At the Association for Computing Machinery’s 23rd symposium on User Interface Software and Technology in October, members of the User Interface Design Group at MIT’s Computer Science and Artificial Intelligence Laboratory walked off with awards for both best paper and best student paper.
Both papers describe software that uses Amazon’s Mechanical Turk service to farm tasks out to human beings sitting at Internet-connected computers. The best-paper prize went to VizWiz, a cell-phone application that enables blind people to snap photographs and, within a minute or so, receive audible descriptions of the objects depicted. The best-student-paper prize went to Soylent, a program that distributes responsibility for editing text to hundreds of people in such a way that highly reliable results can be culled in as little as 20 minutes.
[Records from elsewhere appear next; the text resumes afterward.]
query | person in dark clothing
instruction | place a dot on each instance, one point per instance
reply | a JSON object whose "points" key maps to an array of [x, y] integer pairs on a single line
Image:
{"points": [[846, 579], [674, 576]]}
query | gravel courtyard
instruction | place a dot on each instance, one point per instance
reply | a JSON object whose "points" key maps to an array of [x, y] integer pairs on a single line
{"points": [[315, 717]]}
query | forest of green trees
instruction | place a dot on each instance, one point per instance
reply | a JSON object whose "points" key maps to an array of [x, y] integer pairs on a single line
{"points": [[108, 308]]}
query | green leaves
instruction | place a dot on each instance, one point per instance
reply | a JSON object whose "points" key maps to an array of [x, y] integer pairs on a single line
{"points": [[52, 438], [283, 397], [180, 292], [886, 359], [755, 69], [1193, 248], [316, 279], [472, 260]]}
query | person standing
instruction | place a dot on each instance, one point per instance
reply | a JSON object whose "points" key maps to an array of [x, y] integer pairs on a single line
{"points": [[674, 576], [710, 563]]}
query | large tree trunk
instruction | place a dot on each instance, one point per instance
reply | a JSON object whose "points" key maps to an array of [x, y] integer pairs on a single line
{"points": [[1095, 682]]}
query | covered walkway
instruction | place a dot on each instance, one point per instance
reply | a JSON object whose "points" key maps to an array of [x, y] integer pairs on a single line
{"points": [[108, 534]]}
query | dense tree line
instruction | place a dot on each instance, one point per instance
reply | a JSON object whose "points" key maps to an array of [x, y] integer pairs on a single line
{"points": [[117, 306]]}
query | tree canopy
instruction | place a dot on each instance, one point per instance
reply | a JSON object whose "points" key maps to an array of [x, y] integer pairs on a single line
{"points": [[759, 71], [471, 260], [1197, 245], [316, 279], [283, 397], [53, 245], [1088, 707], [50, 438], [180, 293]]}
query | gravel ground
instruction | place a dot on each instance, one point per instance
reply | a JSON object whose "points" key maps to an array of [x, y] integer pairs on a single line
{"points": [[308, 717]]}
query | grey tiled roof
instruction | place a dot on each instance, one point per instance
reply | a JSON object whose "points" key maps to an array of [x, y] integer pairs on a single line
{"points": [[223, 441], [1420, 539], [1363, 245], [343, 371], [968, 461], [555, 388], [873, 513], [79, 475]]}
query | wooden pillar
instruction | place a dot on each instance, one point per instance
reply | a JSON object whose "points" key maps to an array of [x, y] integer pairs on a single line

Launched in 2005, Mechanical Turk is an Internet marketplace, where so-called requesters can upload data and offer payment for the completion of simple tasks that computers can’t perform reliably. A requester, for instance, might split an audio file into 30-second chunks and offer five cents for the transcription of each one. But Mechanical Turk has a few drawbacks. One is its fairly clunky interface. Others are the difficulty of getting results in real time and of getting reliable results to complex tasks. The MIT researchers’ papers address all three problems.
People in the program
Both VizWiz and Soylent operate as free-standing applications: The user wouldn’t necessarily know that they use Mechanical Turk at all, only that they take somewhat longer to return results than computer programs generally do. VizWiz, whose design was led by Jeffrey Bigham, an assistant professor at the University of Rochester who was a visiting professor at CSAIL last fall, uses a variety of tricks to get results within seconds. One of these is to recruit Mechanical Turk workers — or “turkers” — as soon as the application launches, on the assumption that it will imminently provide data for analysis. To hold the recruited workers’ attention, and to prime them for the type of task they’ll be asked to perform, the VizWiz system gives them a series of already-solved problems to work on, until the cell-phone application has produced a new photo for identification.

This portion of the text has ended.